【書評】「牙 アフリカゾウの密猟組織を追って」

本屋大賞、2019年ノンフィクション本大賞のノミネート作品が発表されました!発表は11月。どの作品が大賞に選ばれるのか注目ですね!この6作品について、当ブログでも随時紹介していきます。

 

牙: アフリカゾウの「密猟組織」を追って

 

 わずか十数年で絶滅を迎えようとするアフリカゾウ。しかしこれには、「仕方のないこと」で済まされない実態があった。銃で撃たれ、生きたままチェーンソーで顔面を削り取られたゾウの死体。その数、一年間で約3万頭。ゾウが今や密猟者たちが一様に欲しがるのは――牙。何のため、これほどまでに人々が象牙を欲しがるのか。ゾウを殺しているのは一体誰なのか?

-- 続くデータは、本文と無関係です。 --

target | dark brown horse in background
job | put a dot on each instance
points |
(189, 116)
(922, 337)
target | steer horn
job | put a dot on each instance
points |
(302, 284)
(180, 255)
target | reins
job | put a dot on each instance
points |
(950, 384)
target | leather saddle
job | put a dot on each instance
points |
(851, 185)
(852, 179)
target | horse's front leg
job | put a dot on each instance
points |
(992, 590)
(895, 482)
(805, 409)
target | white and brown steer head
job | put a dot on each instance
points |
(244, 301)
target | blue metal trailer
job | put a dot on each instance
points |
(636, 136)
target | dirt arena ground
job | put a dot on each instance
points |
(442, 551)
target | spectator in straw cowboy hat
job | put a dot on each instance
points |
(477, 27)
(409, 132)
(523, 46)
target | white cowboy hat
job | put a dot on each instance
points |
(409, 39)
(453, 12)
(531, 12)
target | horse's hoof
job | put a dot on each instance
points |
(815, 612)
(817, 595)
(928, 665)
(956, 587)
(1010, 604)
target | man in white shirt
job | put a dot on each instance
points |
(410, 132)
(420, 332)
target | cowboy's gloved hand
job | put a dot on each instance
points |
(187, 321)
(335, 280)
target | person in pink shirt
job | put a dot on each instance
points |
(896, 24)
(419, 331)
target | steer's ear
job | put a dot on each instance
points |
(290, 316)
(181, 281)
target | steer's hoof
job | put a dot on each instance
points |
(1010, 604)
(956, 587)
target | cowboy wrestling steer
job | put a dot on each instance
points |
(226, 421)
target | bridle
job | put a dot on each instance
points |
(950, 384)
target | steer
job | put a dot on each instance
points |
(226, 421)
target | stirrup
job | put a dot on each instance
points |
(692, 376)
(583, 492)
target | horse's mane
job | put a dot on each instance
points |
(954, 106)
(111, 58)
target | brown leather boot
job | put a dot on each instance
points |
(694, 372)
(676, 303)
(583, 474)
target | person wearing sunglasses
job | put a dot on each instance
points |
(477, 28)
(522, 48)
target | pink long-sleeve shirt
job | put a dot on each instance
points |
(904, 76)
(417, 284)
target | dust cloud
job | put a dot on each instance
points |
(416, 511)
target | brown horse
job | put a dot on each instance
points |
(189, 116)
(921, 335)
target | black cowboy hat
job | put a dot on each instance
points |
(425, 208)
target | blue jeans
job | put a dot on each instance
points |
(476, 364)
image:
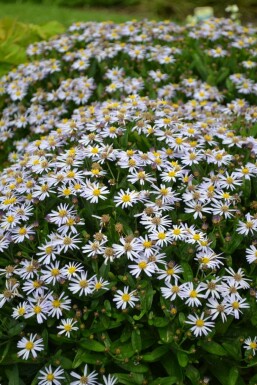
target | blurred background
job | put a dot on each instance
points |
(23, 22)
(177, 10)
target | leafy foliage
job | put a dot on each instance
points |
(128, 212)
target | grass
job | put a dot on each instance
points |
(39, 14)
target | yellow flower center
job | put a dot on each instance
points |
(23, 231)
(142, 265)
(126, 198)
(56, 303)
(72, 269)
(55, 272)
(29, 345)
(37, 309)
(253, 345)
(67, 327)
(125, 297)
(96, 192)
(83, 283)
(235, 305)
(200, 323)
(147, 244)
(193, 294)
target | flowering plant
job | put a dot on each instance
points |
(128, 222)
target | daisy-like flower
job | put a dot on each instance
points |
(236, 278)
(201, 325)
(110, 380)
(170, 271)
(72, 269)
(166, 194)
(126, 198)
(123, 298)
(250, 226)
(208, 260)
(66, 242)
(60, 216)
(86, 378)
(251, 254)
(142, 264)
(171, 291)
(67, 326)
(217, 308)
(192, 294)
(251, 344)
(161, 237)
(50, 376)
(128, 246)
(20, 310)
(235, 304)
(93, 192)
(58, 304)
(81, 284)
(30, 346)
(20, 233)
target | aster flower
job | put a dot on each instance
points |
(48, 376)
(201, 325)
(124, 298)
(30, 346)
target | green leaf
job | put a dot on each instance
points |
(66, 363)
(233, 349)
(125, 379)
(160, 322)
(235, 242)
(233, 376)
(156, 354)
(193, 374)
(134, 367)
(213, 348)
(166, 334)
(253, 380)
(164, 381)
(15, 330)
(187, 271)
(182, 359)
(13, 375)
(87, 357)
(136, 340)
(5, 351)
(93, 345)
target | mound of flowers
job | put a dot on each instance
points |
(128, 222)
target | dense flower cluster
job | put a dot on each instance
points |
(131, 213)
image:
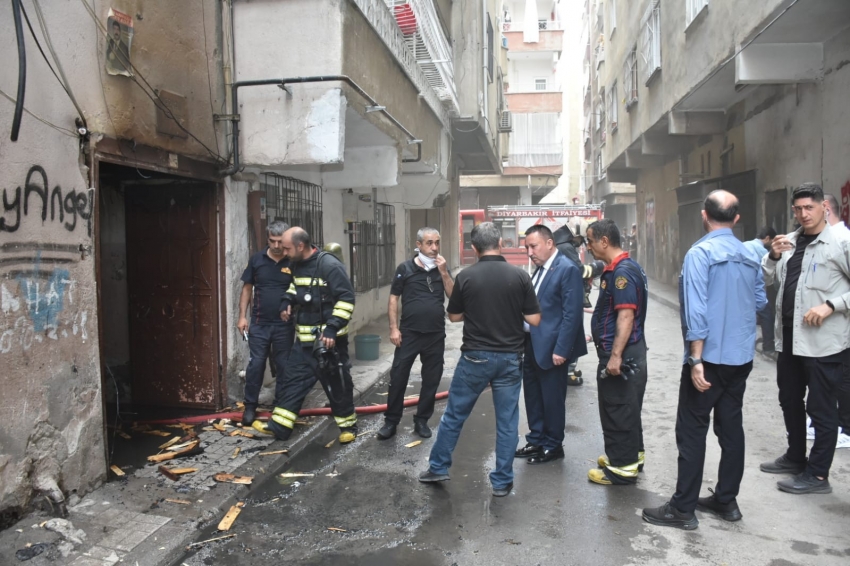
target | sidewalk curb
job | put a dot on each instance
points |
(173, 556)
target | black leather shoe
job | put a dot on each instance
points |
(421, 428)
(250, 415)
(387, 431)
(528, 450)
(547, 456)
(726, 511)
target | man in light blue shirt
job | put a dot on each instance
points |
(758, 247)
(720, 290)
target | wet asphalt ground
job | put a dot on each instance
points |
(365, 505)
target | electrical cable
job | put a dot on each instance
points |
(155, 98)
(64, 131)
(65, 84)
(22, 70)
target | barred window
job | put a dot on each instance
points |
(372, 247)
(651, 41)
(630, 83)
(296, 202)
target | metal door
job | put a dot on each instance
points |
(173, 294)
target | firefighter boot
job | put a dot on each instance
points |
(347, 435)
(249, 415)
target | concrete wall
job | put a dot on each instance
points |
(52, 440)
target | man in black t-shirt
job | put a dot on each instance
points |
(421, 282)
(266, 278)
(492, 298)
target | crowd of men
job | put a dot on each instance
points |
(524, 332)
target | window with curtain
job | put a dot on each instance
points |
(535, 140)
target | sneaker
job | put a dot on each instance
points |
(421, 428)
(669, 516)
(387, 431)
(430, 477)
(805, 483)
(726, 511)
(782, 465)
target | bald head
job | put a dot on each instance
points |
(721, 208)
(297, 244)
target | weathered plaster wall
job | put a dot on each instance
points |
(307, 127)
(52, 438)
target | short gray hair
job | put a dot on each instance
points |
(420, 235)
(485, 237)
(277, 228)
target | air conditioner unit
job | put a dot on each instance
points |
(505, 122)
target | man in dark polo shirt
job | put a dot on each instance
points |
(421, 282)
(267, 276)
(617, 327)
(492, 298)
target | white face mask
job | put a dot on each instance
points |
(427, 262)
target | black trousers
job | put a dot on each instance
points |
(430, 347)
(545, 393)
(264, 339)
(620, 405)
(823, 377)
(302, 372)
(725, 398)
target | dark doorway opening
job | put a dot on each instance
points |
(159, 284)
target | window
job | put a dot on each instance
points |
(372, 246)
(491, 57)
(297, 203)
(651, 41)
(630, 78)
(612, 107)
(612, 16)
(694, 8)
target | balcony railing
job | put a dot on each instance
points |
(542, 25)
(424, 36)
(383, 21)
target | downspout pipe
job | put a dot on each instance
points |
(282, 83)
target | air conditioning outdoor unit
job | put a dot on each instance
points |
(505, 122)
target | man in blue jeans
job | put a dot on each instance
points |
(492, 298)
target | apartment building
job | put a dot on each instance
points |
(136, 184)
(697, 95)
(531, 38)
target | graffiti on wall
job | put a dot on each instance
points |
(35, 198)
(38, 305)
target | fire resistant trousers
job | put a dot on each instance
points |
(620, 405)
(302, 374)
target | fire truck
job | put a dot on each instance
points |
(514, 220)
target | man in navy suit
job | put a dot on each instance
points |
(551, 347)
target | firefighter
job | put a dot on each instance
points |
(321, 300)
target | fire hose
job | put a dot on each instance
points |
(318, 411)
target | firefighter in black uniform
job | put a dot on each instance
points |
(321, 300)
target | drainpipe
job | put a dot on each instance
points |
(282, 83)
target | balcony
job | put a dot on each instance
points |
(550, 38)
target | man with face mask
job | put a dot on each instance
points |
(423, 283)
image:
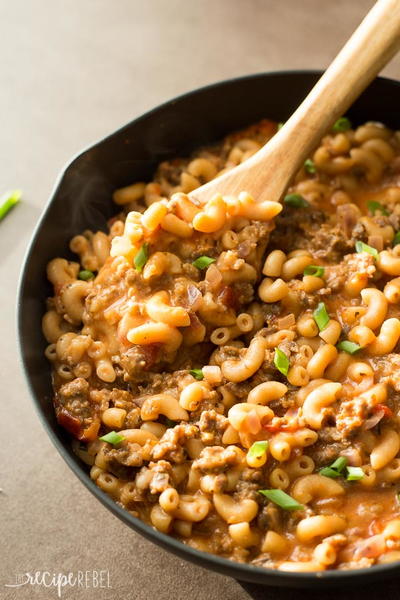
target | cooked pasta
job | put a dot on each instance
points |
(230, 371)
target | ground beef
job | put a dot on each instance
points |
(337, 275)
(76, 411)
(138, 360)
(216, 459)
(388, 367)
(170, 446)
(212, 426)
(121, 460)
(249, 484)
(351, 415)
(161, 476)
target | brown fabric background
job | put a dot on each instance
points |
(72, 71)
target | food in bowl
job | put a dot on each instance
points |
(229, 371)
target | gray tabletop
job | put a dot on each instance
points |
(72, 71)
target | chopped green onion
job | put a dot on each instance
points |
(197, 374)
(296, 200)
(354, 473)
(203, 262)
(321, 316)
(258, 449)
(335, 469)
(281, 361)
(314, 270)
(86, 275)
(373, 206)
(361, 247)
(8, 201)
(339, 464)
(112, 438)
(282, 499)
(141, 257)
(310, 166)
(342, 124)
(349, 347)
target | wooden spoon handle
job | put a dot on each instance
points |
(372, 45)
(267, 174)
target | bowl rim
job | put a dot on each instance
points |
(240, 571)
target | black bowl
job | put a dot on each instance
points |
(82, 199)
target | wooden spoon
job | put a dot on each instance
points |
(267, 174)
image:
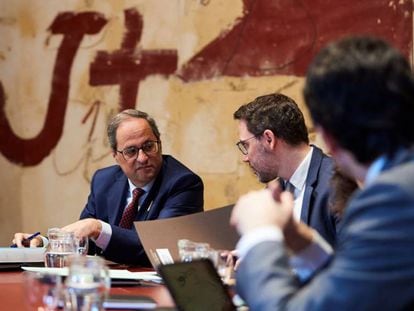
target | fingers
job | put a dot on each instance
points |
(19, 237)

小学館ノンフィクション大賞を受賞した、アフリカゾウの密猟を追うルポタージュ。

 

個人的おすすめポイント


 

1. 密猟組織の内部にまで迫る渾身のルポ

本書では、ゾウを救おうとする人々だけではなく、密猟者への取材も行っており、牙を巡る市場、現地政府や警察との関係性など実情が明らかにされます。さらに著者は、密猟を取り仕切る中国人の存在にも辿り着き、接触しようとその行方を追いますが……?

 

2.虐殺者の正体は、アフリカ、中国、そして日本へ。

アフリカで行われる密猟ですが、これは現地だけの問題にとどまりません。密猟して得た牙は、巡り巡って私たちの元へ辿り着きます。そう、残念ながら、日本もこの虐殺の一端をになっているのです。牙を獲る者があれば、それを買う者がある。というよりも、牙を買う者があるから、牙を獲る者があるという問題点を、本書では提起しています。アフリカゾウの絶滅は、私たちの小さな心構えで食い止められるのかもしれません。

 

感想


 

 アフリカゾウの絶滅は遠い国の出来事のようにも思えますが、この本を開き、その真相を知った時、問題は急に身近なものになります。日本では印鑑の材料として使われる象牙ですが、その裏では、必ず犠牲になったゾウがいます。本書に掲載されている顔面のえぐり取られたゾウの姿は見るに堪えません。

この本をきっかけにこの事実がどうか多くの人に伝わり、意識を変え、一刻も早く密猟が阻止されることを願ってやみません。